Industry sources are expecting Intel’s supply woes to ease up early next year, with Taiwan-based IC manufacturers looking forward to fresh orders from PC and laptop clients come February as a result. That’s not all the good news for Taiwanese manufacturers either. The sources also believe the US-China trade war will “subside gradually” as next year unfolds. Great news for IC companies that bridge both China and the US if that does prove true… but ew’ve got to say that’s an astronomically big if.
But seemingly unrelated to the whims of the two global economic powerhouses, Intel’s supply chain issues could finally be coming to an end. The company has already outlined a $1bn increase in capital expenditure to combat some of the issues, which should be making an impact relatively soon, if not already, and Intel has stated it has been swapping some future 10nm fab space back to 14nm to play catch up.
If Intel sticks to its word, 2019 will be the last year that 14nm retains the prime spot for its CPU manufacturing. It has been insistent that 10nm will be shipping in FPGAs and client chips by the holiday season next year. Although that still leaves a year, and twelve month’s worth of 14nm processors, to ship out before that day arrives.
Until the supply issues ease up, Intel is reportedly cutting two million shipments of CPUs to the DIY market for Q4. Instead, it will be focusing on the mobile and server markets – the latter in which it faces increasing competition from AMD’s EPYC server chips.
It’s not just Intel and IC companies hoping for a good start to 2019, either. This year has seen disappointing third quarters for major graphics card manufacturers and motherboard partners. Q4 isn’t expected to be particularly uplifting either, and it’s somewhat understandable that various manufacturers the globe over are hoping for a more positive outlook going into 2019.

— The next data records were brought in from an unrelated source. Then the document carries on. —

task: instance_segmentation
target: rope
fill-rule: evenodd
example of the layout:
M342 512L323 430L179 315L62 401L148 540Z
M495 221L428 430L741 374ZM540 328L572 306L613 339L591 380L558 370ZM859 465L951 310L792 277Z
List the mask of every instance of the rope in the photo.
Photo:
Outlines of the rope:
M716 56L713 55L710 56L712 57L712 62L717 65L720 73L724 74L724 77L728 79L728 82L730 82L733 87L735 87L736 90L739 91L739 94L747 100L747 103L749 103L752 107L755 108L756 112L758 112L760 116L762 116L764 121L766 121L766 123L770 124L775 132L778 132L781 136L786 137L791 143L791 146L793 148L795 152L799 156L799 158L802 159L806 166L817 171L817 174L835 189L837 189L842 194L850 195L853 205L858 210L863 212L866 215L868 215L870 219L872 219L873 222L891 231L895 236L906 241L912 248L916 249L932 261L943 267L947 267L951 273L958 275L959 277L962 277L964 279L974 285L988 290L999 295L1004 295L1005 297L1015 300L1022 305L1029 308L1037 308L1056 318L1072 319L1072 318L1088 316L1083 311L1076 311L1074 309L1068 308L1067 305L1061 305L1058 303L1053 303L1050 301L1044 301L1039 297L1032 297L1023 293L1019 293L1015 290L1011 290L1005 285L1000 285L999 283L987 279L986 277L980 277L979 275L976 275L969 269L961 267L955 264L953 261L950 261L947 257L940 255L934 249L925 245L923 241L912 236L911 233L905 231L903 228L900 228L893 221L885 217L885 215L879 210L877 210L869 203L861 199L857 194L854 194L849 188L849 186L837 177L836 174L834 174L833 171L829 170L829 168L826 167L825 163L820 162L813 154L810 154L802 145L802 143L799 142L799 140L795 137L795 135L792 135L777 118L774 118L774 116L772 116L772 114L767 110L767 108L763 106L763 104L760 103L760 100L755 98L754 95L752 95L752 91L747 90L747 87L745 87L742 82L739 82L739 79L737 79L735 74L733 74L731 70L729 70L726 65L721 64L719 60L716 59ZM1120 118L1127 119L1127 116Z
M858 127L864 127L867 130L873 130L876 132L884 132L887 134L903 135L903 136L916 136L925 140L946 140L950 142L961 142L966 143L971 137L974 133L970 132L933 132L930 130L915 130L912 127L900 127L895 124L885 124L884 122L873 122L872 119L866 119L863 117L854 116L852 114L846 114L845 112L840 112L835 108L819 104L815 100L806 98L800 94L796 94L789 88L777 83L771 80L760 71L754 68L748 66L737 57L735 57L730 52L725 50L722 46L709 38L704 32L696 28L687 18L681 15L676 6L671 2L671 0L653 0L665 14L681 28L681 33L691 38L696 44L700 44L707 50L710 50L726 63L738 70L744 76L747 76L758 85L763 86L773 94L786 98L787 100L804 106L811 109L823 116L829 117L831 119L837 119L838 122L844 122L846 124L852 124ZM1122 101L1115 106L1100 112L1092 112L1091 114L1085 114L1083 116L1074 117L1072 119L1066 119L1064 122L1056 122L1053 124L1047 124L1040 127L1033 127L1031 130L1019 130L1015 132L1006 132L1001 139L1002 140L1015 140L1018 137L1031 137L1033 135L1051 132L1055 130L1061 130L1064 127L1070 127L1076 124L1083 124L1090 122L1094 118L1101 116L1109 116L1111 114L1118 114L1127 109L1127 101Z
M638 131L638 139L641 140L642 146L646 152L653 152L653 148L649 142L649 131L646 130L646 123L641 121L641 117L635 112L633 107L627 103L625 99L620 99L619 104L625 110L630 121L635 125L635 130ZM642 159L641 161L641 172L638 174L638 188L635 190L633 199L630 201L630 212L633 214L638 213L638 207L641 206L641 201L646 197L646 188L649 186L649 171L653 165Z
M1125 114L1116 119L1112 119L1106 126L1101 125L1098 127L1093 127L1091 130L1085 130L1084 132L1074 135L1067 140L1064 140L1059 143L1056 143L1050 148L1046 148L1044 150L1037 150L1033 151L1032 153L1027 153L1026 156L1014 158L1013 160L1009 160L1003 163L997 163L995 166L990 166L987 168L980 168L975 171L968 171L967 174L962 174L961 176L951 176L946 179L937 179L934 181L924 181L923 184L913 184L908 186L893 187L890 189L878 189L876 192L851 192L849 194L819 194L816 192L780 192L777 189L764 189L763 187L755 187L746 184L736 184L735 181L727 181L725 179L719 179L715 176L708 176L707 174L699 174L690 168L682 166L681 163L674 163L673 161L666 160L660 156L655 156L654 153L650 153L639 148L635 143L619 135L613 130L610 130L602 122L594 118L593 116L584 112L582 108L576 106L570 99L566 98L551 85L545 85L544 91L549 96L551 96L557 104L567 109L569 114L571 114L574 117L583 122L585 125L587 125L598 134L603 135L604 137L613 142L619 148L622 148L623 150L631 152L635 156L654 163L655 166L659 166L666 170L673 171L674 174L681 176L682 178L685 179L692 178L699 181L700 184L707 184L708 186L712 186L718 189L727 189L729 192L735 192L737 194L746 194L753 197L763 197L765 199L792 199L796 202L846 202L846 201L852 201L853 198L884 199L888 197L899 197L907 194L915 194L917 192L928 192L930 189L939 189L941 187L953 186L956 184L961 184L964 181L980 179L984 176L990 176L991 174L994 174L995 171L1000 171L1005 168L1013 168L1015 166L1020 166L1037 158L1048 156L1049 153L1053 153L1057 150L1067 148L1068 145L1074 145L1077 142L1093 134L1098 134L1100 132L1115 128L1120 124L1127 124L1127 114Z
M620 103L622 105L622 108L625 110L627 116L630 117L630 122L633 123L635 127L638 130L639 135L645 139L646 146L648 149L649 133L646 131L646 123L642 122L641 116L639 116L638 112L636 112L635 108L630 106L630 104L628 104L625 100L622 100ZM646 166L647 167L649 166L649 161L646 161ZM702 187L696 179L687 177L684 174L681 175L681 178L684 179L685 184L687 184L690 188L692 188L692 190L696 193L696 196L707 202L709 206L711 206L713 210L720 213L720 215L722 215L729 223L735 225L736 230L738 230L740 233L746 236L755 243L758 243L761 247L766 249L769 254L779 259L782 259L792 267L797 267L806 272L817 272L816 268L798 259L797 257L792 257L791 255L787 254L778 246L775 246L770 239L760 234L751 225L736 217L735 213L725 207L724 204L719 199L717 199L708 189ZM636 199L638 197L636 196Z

As DigiTimes report, MOSFET and USB Type-C chip suppliers are hoping “new Intel CPUs” in the first half of 2019 will drive strong quarter profits in 2019. That’s likely to entail the remainder of the 9th Gen chips we’re yet to see following the i5 9600K, i7 9700K, and i9 9900K launches this year.
Meanwhile, despite its glaring limitations, Intel has shown strong quarterly profits for the year, although faces turbulent times ahead thanks to efforts by rivals AMD. The red team is expected to start shipping its AMD Zen 2 processors sometime in the first half of 2019. These chips will be built upon TSMC’s 7nm node. From the day these chips launch, Intel will be pushed for time with development of its 10nm node.
But at least there’s some light at the end of the tunnel for Intel. It might need all the help it can get if it’s to take AMD’s best efforts head on before 10nm is ready to go.